I do not mean to imply that we are born ethically worse than other peoples. Just that we are so dominantly militaristic a people these days, that comparatively few of us attempt to repress base national instincts — including controlling propagandized fear.


Power corrupts nations, as well as people.



Paul Craig Roberts described the gist of our situation


In an essay about the perennially war-making, freedom-suppressing American state — including the false imprisonment of Chelsea Manning, as well as the effort to do the same to Julian Assange — Dr. Roberts concluded that:



Everyone who is aware of the US government’s extraordinary criminal actions at home and abroad bears a heavy weight.
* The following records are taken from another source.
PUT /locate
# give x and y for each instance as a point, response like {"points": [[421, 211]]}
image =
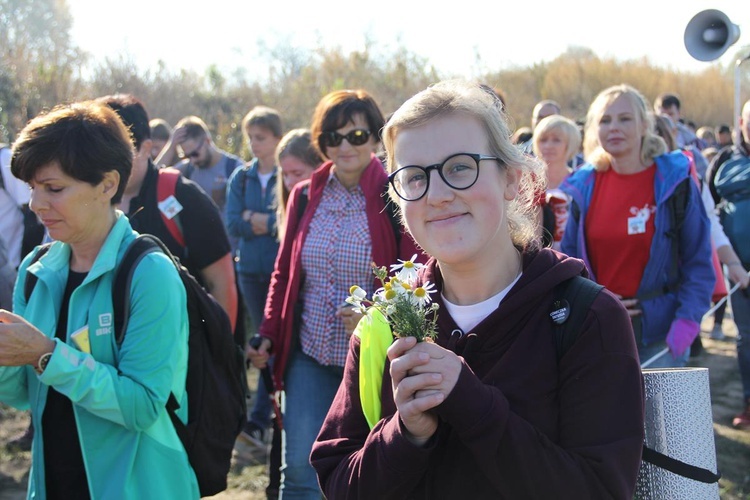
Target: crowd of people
{"points": [[633, 198]]}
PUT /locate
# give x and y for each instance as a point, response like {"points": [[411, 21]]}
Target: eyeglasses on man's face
{"points": [[459, 171], [355, 137], [197, 151]]}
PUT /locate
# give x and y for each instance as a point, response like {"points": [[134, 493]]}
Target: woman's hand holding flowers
{"points": [[415, 395]]}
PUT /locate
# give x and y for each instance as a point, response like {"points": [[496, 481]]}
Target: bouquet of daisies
{"points": [[399, 308], [406, 307]]}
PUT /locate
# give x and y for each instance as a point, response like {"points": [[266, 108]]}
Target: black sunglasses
{"points": [[355, 137], [196, 152]]}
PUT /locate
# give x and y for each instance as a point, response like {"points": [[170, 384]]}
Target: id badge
{"points": [[636, 225], [170, 207]]}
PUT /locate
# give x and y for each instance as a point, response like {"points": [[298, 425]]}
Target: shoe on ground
{"points": [[742, 421], [253, 435], [22, 442]]}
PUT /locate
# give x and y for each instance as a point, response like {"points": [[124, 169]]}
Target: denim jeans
{"points": [[254, 288], [309, 391], [664, 361], [741, 313]]}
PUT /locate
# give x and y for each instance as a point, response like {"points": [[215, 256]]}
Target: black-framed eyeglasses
{"points": [[355, 137], [459, 171], [196, 152]]}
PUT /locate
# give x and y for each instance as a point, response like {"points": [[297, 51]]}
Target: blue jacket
{"points": [[257, 254], [129, 445], [662, 302]]}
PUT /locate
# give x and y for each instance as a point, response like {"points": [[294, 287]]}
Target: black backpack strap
{"points": [[571, 303], [138, 249], [678, 467], [31, 279], [394, 214]]}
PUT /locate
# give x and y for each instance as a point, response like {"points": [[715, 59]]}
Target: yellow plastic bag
{"points": [[375, 335]]}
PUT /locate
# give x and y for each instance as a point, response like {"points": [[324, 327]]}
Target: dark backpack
{"points": [[216, 377], [732, 183], [571, 303], [33, 229]]}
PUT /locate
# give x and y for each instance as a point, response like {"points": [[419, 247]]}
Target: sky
{"points": [[449, 33]]}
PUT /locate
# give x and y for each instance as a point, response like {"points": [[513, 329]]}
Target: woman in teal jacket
{"points": [[101, 426]]}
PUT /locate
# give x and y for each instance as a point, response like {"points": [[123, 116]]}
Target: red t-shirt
{"points": [[620, 227]]}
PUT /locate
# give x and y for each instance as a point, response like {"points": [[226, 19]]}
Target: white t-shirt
{"points": [[467, 317]]}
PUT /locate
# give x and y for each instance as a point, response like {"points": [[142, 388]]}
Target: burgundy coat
{"points": [[518, 424]]}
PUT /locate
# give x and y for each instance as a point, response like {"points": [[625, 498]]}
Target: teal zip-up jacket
{"points": [[130, 447]]}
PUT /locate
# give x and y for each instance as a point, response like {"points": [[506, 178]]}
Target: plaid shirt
{"points": [[336, 255]]}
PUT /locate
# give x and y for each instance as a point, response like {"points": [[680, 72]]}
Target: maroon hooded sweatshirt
{"points": [[518, 423]]}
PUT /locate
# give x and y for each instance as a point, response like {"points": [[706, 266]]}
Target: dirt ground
{"points": [[248, 477]]}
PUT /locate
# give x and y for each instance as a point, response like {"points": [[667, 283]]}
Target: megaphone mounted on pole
{"points": [[709, 34]]}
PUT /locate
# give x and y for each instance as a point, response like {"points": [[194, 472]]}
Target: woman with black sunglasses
{"points": [[327, 245]]}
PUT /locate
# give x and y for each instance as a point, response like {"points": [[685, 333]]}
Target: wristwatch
{"points": [[42, 363]]}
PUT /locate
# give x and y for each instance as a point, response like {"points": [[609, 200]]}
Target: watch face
{"points": [[43, 361]]}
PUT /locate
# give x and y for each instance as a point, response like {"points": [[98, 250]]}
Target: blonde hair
{"points": [[651, 144], [297, 143], [564, 125], [467, 98]]}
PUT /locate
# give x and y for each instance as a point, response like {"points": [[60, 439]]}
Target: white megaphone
{"points": [[709, 34]]}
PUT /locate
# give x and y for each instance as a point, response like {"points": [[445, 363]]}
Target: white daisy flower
{"points": [[407, 269]]}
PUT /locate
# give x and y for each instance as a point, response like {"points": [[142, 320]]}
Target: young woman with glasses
{"points": [[490, 409], [326, 247]]}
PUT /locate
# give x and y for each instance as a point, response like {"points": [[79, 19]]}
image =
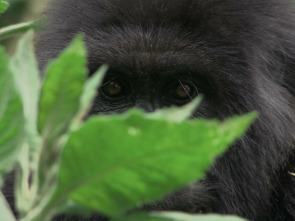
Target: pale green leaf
{"points": [[11, 117]]}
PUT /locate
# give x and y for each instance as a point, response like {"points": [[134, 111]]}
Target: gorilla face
{"points": [[239, 54]]}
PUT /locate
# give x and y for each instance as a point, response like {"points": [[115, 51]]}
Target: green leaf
{"points": [[61, 90], [11, 117], [115, 163], [5, 211], [3, 6], [26, 75], [175, 216]]}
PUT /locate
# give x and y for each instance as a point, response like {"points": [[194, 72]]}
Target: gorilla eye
{"points": [[183, 91], [112, 89], [180, 92]]}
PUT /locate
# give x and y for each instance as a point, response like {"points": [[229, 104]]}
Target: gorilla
{"points": [[239, 54]]}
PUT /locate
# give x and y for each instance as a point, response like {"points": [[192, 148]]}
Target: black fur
{"points": [[242, 56]]}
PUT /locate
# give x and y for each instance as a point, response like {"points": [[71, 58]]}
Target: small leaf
{"points": [[3, 6], [11, 117], [61, 90], [115, 163]]}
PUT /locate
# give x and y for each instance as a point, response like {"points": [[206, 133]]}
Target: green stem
{"points": [[17, 28]]}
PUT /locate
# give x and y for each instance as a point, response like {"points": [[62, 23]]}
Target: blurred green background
{"points": [[20, 11]]}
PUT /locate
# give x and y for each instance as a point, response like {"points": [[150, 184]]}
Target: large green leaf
{"points": [[114, 163], [26, 74], [61, 90], [11, 117]]}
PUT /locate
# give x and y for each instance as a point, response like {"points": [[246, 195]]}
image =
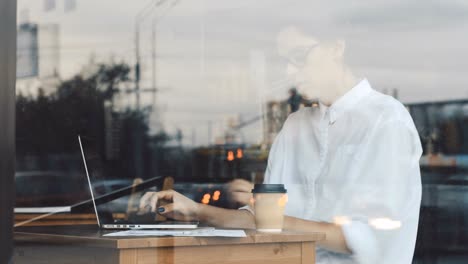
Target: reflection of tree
{"points": [[49, 125]]}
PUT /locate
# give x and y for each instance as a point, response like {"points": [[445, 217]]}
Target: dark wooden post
{"points": [[7, 125]]}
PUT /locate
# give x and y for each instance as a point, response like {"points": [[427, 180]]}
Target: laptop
{"points": [[104, 217]]}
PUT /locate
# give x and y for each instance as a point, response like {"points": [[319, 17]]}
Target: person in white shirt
{"points": [[351, 166]]}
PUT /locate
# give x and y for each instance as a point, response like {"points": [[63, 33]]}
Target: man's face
{"points": [[314, 66]]}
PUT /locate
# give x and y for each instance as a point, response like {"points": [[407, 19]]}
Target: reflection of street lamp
{"points": [[138, 19], [153, 47]]}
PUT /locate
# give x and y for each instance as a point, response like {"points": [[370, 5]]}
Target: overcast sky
{"points": [[217, 57]]}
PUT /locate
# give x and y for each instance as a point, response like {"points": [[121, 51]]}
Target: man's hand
{"points": [[179, 207], [240, 192]]}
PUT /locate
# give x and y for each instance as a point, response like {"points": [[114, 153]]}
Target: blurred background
{"points": [[196, 91]]}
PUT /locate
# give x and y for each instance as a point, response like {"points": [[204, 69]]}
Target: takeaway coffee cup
{"points": [[269, 202]]}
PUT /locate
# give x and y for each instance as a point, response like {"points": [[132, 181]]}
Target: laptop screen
{"points": [[100, 183]]}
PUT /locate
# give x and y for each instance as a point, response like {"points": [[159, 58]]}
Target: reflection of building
{"points": [[37, 58], [27, 54], [443, 130]]}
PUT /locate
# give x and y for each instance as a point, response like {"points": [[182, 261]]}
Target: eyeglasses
{"points": [[298, 55]]}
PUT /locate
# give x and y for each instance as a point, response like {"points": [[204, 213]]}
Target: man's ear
{"points": [[339, 49]]}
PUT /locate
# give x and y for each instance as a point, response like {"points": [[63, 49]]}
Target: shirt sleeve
{"points": [[382, 203]]}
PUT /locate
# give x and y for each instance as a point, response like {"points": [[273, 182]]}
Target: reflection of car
{"points": [[49, 188], [59, 188]]}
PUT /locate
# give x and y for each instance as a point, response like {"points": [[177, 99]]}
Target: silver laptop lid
{"points": [[89, 181]]}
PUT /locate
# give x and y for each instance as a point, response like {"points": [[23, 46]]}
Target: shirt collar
{"points": [[347, 101]]}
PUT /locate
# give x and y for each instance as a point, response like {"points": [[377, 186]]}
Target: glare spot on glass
{"points": [[216, 195], [341, 220], [384, 223], [230, 156], [206, 198]]}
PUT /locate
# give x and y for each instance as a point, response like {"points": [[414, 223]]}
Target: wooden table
{"points": [[85, 244]]}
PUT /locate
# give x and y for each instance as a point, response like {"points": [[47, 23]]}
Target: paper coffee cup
{"points": [[269, 202]]}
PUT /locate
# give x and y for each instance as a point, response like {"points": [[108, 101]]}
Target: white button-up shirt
{"points": [[355, 163]]}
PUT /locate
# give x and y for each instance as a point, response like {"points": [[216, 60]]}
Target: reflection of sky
{"points": [[208, 49]]}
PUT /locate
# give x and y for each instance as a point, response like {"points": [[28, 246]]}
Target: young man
{"points": [[351, 167]]}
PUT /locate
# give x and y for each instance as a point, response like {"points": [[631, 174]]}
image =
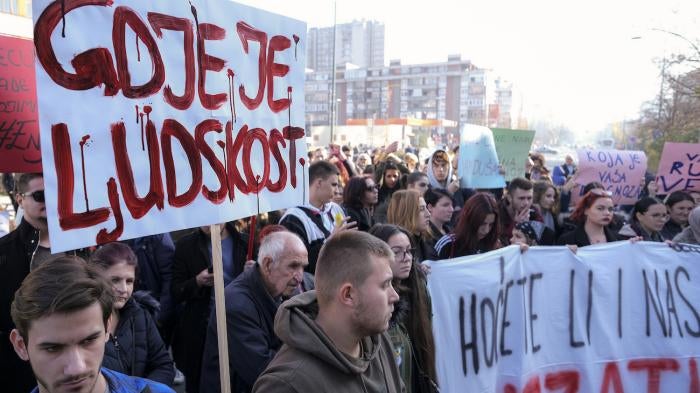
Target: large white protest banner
{"points": [[163, 115], [617, 317]]}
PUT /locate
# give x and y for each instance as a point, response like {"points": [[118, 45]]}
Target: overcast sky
{"points": [[575, 62]]}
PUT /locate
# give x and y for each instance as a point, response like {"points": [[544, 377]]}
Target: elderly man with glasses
{"points": [[21, 250]]}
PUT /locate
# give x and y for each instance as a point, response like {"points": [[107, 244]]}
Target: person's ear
{"points": [[348, 295], [18, 343]]}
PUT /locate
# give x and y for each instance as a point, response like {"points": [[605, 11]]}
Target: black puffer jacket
{"points": [[136, 347]]}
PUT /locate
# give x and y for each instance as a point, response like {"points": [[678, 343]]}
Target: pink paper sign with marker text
{"points": [[620, 171], [679, 168]]}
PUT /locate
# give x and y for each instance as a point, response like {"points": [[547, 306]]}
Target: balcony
{"points": [[16, 7]]}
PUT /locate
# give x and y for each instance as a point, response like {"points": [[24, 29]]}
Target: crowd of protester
{"points": [[364, 204]]}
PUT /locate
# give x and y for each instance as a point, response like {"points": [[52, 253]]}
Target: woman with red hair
{"points": [[477, 229], [593, 214]]}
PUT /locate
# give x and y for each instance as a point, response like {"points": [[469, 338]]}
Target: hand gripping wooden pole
{"points": [[220, 304]]}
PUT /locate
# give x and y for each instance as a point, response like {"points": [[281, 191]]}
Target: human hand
{"points": [[522, 216], [635, 239], [453, 186], [425, 268], [344, 225], [652, 188], [205, 279], [570, 183], [392, 147]]}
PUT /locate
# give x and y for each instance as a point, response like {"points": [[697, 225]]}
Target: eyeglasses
{"points": [[599, 192], [38, 195], [402, 253], [662, 216]]}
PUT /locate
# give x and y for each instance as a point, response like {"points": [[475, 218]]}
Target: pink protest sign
{"points": [[679, 168], [620, 171]]}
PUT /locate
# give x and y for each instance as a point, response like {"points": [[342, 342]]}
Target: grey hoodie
{"points": [[310, 362]]}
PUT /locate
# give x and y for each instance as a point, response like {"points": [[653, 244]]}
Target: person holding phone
{"points": [[516, 207]]}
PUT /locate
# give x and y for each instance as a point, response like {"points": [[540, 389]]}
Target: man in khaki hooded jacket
{"points": [[334, 337]]}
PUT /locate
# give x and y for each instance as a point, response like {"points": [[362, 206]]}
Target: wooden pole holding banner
{"points": [[219, 302]]}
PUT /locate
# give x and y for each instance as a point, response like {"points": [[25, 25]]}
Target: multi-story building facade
{"points": [[454, 90], [360, 43]]}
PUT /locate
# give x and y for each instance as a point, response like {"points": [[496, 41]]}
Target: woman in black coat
{"points": [[135, 346], [592, 216], [192, 286], [361, 194]]}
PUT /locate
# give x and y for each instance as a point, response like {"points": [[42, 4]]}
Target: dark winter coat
{"points": [[310, 362], [136, 348], [363, 217], [191, 257], [16, 251], [579, 237], [252, 343], [155, 255]]}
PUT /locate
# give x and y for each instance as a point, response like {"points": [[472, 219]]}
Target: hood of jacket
{"points": [[295, 325], [434, 183]]}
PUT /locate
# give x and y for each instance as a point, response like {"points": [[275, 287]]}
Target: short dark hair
{"points": [[111, 254], [321, 170], [67, 284], [678, 196], [519, 182], [345, 257], [433, 196], [643, 205], [414, 177], [354, 192], [592, 186], [22, 180]]}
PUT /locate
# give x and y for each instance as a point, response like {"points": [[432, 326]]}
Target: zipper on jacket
{"points": [[38, 240]]}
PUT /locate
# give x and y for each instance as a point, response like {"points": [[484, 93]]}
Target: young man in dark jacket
{"points": [[251, 303], [316, 222], [335, 337], [61, 312], [19, 250]]}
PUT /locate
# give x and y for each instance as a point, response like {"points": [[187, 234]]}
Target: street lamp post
{"points": [[333, 103]]}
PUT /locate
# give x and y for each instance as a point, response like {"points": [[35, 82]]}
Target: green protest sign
{"points": [[512, 147]]}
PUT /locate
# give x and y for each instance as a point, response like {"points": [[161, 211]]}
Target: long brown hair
{"points": [[579, 214], [539, 189], [475, 210], [418, 323], [403, 210]]}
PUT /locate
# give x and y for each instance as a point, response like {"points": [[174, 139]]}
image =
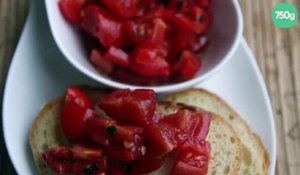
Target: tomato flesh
{"points": [[192, 158], [136, 107], [131, 138], [102, 25], [71, 9], [72, 121], [76, 95]]}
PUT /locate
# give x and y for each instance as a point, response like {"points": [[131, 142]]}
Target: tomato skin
{"points": [[74, 159], [72, 121], [102, 25], [117, 56], [148, 62], [124, 8], [120, 142], [53, 156], [188, 65], [162, 139], [100, 61], [76, 95], [71, 9], [146, 32], [130, 107], [192, 158]]}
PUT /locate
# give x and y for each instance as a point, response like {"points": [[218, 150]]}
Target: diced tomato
{"points": [[96, 129], [195, 124], [149, 63], [75, 159], [162, 139], [127, 150], [124, 8], [71, 9], [181, 20], [146, 32], [54, 157], [145, 165], [102, 25], [101, 62], [120, 142], [76, 95], [188, 65], [192, 159], [72, 121], [202, 19], [117, 56], [136, 107]]}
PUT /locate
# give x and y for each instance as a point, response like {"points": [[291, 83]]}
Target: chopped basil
{"points": [[111, 131], [179, 4], [91, 169]]}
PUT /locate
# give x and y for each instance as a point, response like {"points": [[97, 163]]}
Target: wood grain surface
{"points": [[277, 52]]}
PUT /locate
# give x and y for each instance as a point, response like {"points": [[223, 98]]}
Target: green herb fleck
{"points": [[91, 169], [111, 131]]}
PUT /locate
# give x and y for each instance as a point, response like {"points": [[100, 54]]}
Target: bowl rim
{"points": [[158, 89]]}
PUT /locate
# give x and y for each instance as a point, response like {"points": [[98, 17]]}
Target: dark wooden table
{"points": [[277, 52]]}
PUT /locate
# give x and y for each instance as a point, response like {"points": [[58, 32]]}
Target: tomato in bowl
{"points": [[157, 44]]}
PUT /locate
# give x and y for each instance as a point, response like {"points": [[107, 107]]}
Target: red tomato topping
{"points": [[130, 138], [162, 139], [144, 37], [136, 107], [75, 159], [102, 25], [71, 9], [101, 62], [192, 159], [188, 64], [76, 95], [72, 121]]}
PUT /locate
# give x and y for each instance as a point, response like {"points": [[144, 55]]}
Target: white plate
{"points": [[39, 73]]}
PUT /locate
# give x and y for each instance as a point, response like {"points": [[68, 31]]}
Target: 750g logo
{"points": [[285, 15]]}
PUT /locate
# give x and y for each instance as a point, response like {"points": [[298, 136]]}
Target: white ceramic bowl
{"points": [[224, 36]]}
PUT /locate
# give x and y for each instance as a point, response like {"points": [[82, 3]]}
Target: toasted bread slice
{"points": [[225, 146], [255, 159]]}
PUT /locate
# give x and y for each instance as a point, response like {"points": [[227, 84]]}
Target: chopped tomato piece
{"points": [[192, 159], [117, 56], [162, 139], [131, 107], [202, 19], [120, 142], [53, 159], [101, 62], [124, 8], [188, 65], [195, 124], [76, 95], [73, 117], [102, 25], [149, 63], [146, 32], [75, 159], [71, 9]]}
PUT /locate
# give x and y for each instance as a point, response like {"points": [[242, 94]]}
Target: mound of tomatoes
{"points": [[133, 140], [144, 42]]}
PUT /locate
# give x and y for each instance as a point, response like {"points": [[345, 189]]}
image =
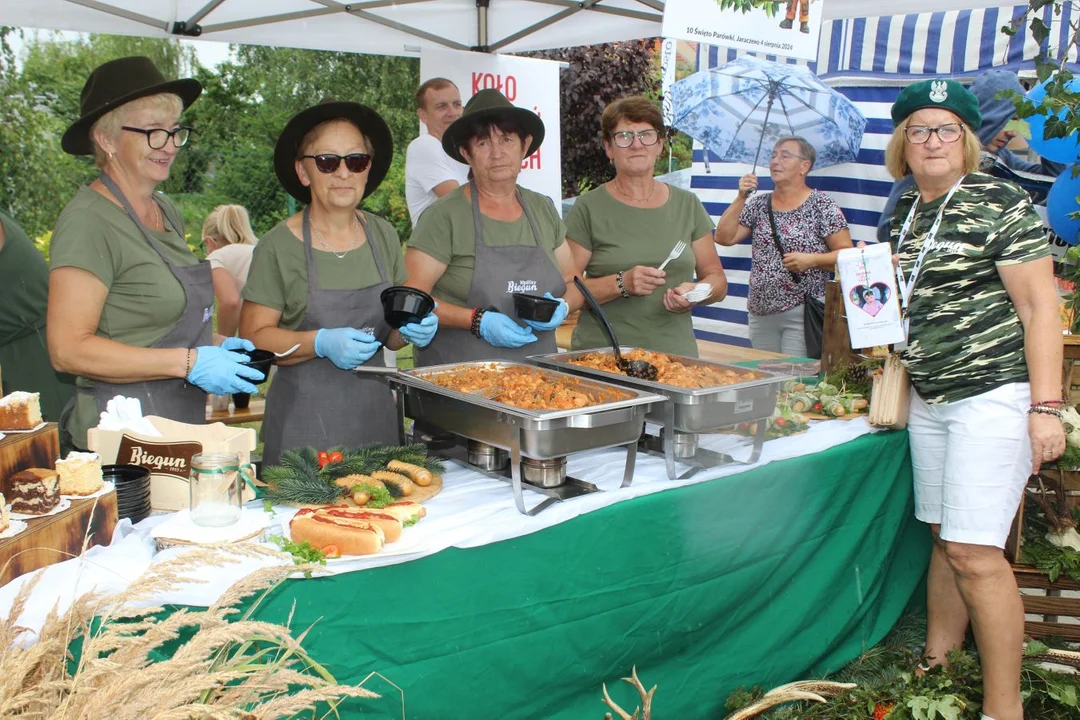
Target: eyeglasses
{"points": [[785, 155], [625, 138], [919, 134], [355, 162], [157, 137]]}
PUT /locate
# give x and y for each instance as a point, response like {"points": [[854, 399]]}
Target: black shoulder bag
{"points": [[813, 309]]}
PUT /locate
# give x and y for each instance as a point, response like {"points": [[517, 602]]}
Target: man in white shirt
{"points": [[429, 172]]}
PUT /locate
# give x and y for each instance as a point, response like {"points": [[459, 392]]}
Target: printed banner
{"points": [[770, 28], [526, 82]]}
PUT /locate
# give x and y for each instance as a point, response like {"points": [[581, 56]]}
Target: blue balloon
{"points": [[1061, 202], [1058, 149]]}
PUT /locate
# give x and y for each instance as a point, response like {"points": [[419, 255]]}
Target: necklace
{"points": [[326, 247], [632, 198]]}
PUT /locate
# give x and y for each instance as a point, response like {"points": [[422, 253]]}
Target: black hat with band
{"points": [[372, 126], [117, 83], [490, 105]]}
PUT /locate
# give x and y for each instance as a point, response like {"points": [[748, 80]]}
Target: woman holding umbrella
{"points": [[315, 281], [984, 341], [796, 233], [622, 232]]}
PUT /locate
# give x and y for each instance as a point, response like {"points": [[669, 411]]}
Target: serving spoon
{"points": [[640, 369]]}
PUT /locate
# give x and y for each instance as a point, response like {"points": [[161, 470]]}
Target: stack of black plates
{"points": [[133, 490]]}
The millions of peoples murdered, maimed, orphaned, widowed, and displaced by gratuitous American military aggression comprise a Holocaust of deaths based entirely on lies and false accusations in order to advance secret American and Israeli agendas.


I suspect that the heavy burden of responsibility for mass murder and destruction committed in our name is the reason most Americans prefer the fake news fed to them [—] about how good and wonderful and exceptional we are and how hard our government works to protect us from the nasty folks elsewhere.


Wherever one looks at the behavior of Americans today, from airline flight attendants to police to national security advisors and secretaries of state, one sees people devoid of moral conscience, integrity, compassion, empathy, and self-control.


When I characterize the US attorney and judge [in the Chelsea Manning contempt of court case] as corrupt . . . . I mean that they are corrupt in the sense that they have abandoned the rule of law and do not see their function as serving justice.


For years we have been witnessing the rule of law being attacked from every level, from the president to the local police.


Every American should be ashamed. But they are not.


At some point, the Russians, Chinese, Europeans, Iranians, and everyone else will finally realize . . . that Washington is overwhelmed by evil, capable only of destruction, and a dangerous threat to life on earth.


© 2019 Paul Craig Roberts, The Assange/Manning Cases Have Discredited America, Unz Review (20 May 2019)



Dr. Roberts' conclusion, extreme though it reads, is reasonably taken


I am disheartened at how far and wildly the United States has fallen from its previous (mildly ethical) 1940s position in the world. It is certainly forgivable that many outside America see the United States as a plague of bubonic rats.


So much for American soft power.


Today, I imagine, most people want to come here for our material wealth, rather than (primarily) our liberty and moral principles.



The moral? — The United States has (arguably) been reduced to a parable — one that describes gross spiritual deficiencies


I am taken aback at how passively unconcerned Americans have been — generally speaking — about the erosion of virtually every right, dignity and humanistic responsibility that we used to have. Or think we had.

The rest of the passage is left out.